A straight-forward approach of allocating deductible expenses could be based on the ratio of taxable income and non-taxable income. For instance, if a company has taxable income of ₦20 billion, non-taxable income of ₦10 billion and total deductible expenses of ₦5 billion. In allocating the deductible expenses to non-taxable income, the numerator will be non-taxable income (₦10b) and the denominator will the total income (₦30b). In this case, one third of the allocable expenses would be allocated to non-taxable income (₦1.67b) and disallowed while the remainder will be allocated to taxable income. However, this approach may not be applicable in all cases since the final decision will depend on the nature of both income and expenses while also considering the taxpayer’s lines of business.
Taking a cue from the OECD Transfer Pricing Guidelines (OECD Guidelines) on the cost allocation principles applied to intra-group services, an indirect charge method may be considered. It is stated that “to satisfy the arm’s length principle, the allocation method chosen must lead to a result that is consistent with what comparable independent enterprises would have been prepared to accept. It further stated that the allocation should be based on an appropriate measure of the usage of the service that is also easy to verify, for example turnover, staff employed, or an activity-based key such as orders processed. Whether the allocation method is appropriate may depend on the nature and usage of the service”.
Hence, the nature of the expense item will be a key determinant of how such expense will be allocated. Detailed analysis will therefore be required to apply appropriate allocation keys that produce reliable results which reflect the actual situation and will be acceptable to the tax authority.
It is evident that no one allocation method can reasonably be applied in all cases and circumstances. In some businesses, one allocation method may not necessarily be appropriate for allocating all types of deductible expenses. For example, in a business consulting company, the allocation key used to allocate personnel cost between the taxable and non-taxable income (e.g. Dividend income) may differ from that used in allocating cleaning expenses. Hence, each business model and line of income and expenses must be taking into consideration and appropriately analysed when selecting an appropriate allocation key.
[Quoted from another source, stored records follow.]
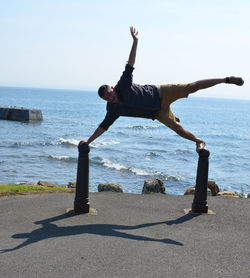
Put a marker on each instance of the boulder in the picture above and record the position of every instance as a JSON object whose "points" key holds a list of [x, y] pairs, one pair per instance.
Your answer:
{"points": [[71, 184], [110, 187], [213, 187], [153, 186], [20, 114], [46, 184], [227, 193]]}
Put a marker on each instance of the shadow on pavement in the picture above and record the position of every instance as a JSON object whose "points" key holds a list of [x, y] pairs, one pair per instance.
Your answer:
{"points": [[49, 230]]}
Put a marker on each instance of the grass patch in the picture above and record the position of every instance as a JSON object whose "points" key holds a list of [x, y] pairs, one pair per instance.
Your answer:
{"points": [[21, 189]]}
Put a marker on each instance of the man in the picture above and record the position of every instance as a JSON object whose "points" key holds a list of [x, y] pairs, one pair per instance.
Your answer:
{"points": [[150, 101]]}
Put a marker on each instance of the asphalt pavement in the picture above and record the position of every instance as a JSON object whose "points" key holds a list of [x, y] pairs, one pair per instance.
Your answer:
{"points": [[130, 236]]}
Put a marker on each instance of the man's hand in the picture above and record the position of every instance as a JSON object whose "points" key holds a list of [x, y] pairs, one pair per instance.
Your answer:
{"points": [[134, 33], [82, 142], [132, 55]]}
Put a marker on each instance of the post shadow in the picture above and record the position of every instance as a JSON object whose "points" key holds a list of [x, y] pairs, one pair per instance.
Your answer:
{"points": [[50, 230], [199, 204]]}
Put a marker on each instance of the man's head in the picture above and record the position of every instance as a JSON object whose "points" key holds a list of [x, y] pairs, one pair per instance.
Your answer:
{"points": [[107, 93]]}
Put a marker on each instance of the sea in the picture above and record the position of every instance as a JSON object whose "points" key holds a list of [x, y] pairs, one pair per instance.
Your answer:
{"points": [[131, 151]]}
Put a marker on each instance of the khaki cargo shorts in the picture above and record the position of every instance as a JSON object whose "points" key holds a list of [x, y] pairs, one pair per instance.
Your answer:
{"points": [[169, 94]]}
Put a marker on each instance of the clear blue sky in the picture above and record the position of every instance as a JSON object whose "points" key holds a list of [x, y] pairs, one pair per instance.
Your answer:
{"points": [[82, 44]]}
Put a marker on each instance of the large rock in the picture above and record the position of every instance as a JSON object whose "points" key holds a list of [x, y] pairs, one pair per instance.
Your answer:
{"points": [[20, 114], [153, 186], [213, 187], [227, 193], [110, 187], [46, 184]]}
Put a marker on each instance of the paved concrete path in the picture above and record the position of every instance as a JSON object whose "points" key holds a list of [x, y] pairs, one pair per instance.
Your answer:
{"points": [[131, 236]]}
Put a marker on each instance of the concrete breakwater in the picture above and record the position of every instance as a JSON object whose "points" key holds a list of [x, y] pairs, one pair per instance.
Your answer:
{"points": [[20, 114]]}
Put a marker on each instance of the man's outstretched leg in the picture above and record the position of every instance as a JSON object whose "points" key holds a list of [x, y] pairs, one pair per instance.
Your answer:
{"points": [[170, 93], [180, 130], [207, 83]]}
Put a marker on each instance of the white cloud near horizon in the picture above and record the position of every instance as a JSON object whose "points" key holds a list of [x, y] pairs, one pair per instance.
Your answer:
{"points": [[83, 44]]}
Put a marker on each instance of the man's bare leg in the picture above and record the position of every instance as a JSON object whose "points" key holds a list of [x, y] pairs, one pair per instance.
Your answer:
{"points": [[207, 83]]}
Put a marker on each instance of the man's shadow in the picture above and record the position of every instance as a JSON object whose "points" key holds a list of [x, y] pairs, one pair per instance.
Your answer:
{"points": [[49, 230]]}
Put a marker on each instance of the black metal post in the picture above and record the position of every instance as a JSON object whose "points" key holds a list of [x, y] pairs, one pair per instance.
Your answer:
{"points": [[81, 203], [200, 196]]}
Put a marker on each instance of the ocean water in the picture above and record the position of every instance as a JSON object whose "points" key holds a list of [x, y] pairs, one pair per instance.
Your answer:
{"points": [[131, 151]]}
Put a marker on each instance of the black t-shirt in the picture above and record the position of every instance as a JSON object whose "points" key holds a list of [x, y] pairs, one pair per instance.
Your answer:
{"points": [[137, 100]]}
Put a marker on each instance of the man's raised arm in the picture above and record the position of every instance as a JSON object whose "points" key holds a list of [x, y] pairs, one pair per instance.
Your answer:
{"points": [[132, 55]]}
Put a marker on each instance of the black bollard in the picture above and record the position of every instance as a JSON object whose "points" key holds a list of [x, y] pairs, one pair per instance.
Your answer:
{"points": [[200, 196], [81, 203]]}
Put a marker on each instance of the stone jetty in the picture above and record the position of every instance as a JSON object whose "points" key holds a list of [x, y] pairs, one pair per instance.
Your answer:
{"points": [[20, 114]]}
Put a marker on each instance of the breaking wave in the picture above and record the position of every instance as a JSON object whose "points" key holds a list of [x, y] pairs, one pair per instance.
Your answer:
{"points": [[144, 126]]}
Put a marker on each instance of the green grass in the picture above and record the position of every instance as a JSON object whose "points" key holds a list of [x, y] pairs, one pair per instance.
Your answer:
{"points": [[20, 189]]}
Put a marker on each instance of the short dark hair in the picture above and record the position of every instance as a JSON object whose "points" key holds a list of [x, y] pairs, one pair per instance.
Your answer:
{"points": [[102, 90]]}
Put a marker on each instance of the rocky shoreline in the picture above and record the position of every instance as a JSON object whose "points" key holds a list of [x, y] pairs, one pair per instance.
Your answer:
{"points": [[150, 186]]}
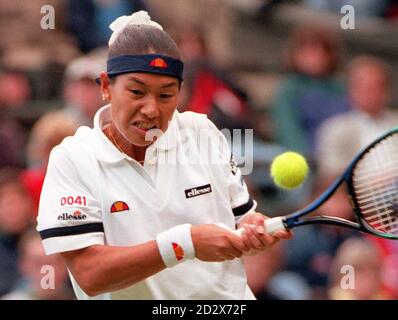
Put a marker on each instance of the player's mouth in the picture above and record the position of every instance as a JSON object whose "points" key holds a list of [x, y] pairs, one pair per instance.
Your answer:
{"points": [[144, 126]]}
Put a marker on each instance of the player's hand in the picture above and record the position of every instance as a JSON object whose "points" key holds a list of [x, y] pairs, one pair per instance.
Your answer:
{"points": [[254, 235], [215, 244]]}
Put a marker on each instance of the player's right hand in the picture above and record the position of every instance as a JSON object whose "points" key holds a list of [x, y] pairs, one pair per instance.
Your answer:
{"points": [[215, 244]]}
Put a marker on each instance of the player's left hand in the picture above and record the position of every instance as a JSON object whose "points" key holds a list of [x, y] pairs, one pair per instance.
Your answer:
{"points": [[255, 236]]}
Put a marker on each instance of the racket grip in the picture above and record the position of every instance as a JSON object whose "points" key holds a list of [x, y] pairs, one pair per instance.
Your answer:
{"points": [[271, 226]]}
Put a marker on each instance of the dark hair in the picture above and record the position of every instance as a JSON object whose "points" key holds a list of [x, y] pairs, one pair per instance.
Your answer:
{"points": [[142, 39]]}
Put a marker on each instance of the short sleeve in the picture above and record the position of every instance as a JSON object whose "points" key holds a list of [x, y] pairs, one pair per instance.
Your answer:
{"points": [[70, 215], [240, 199]]}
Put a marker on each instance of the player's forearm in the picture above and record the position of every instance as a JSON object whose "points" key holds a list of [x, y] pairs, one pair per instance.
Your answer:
{"points": [[100, 269]]}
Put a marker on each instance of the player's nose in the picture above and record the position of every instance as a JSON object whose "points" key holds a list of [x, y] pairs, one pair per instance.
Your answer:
{"points": [[150, 107]]}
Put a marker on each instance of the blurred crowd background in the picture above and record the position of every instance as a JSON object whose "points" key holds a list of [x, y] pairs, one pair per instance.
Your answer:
{"points": [[285, 69]]}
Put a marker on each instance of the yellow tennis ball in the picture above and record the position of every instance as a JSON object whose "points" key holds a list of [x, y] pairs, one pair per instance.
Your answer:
{"points": [[289, 170]]}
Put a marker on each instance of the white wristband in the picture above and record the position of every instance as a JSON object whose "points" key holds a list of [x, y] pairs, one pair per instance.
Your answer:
{"points": [[175, 245]]}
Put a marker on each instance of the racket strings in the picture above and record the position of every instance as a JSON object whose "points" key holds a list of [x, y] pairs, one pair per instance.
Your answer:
{"points": [[375, 182]]}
It is equally important that companies invest in training their personnel especially those in the finance division who are involved in the day to day accounting functions of the organisation. This is necessary when matching expenses to income on a day to day basis. Conscious efforts should be taken to ensure that the allocation parameters identified for apportioning expenses will be admissible by the tax authorities in the event of an audit.
With the amendment introduced by the Act, expenses have to be matched only against taxable income before it can be allowed by the tax authority as deductible, in furtherance of the WREN principle. It is important that companies begin to structure their activities and financial accounts in such a way that each item of expense can be matched to the related income.
It is still unclear what approach will be adopted by the tax authority to determine acceptability of the basis used by companies in allocating cost to each line of business. While it may be costly to comply with this from the taxpayers’ perspective, the benefit will likely outweigh the cost of compliance in the long run when such companies are audited. Considering that the provisions of the Act will be applicable to tax returns due from 2020 year of assessment, now is the time for companies to begin to engage experts and work closely with them to ensure full compliance and mitigate possible future tax exposure.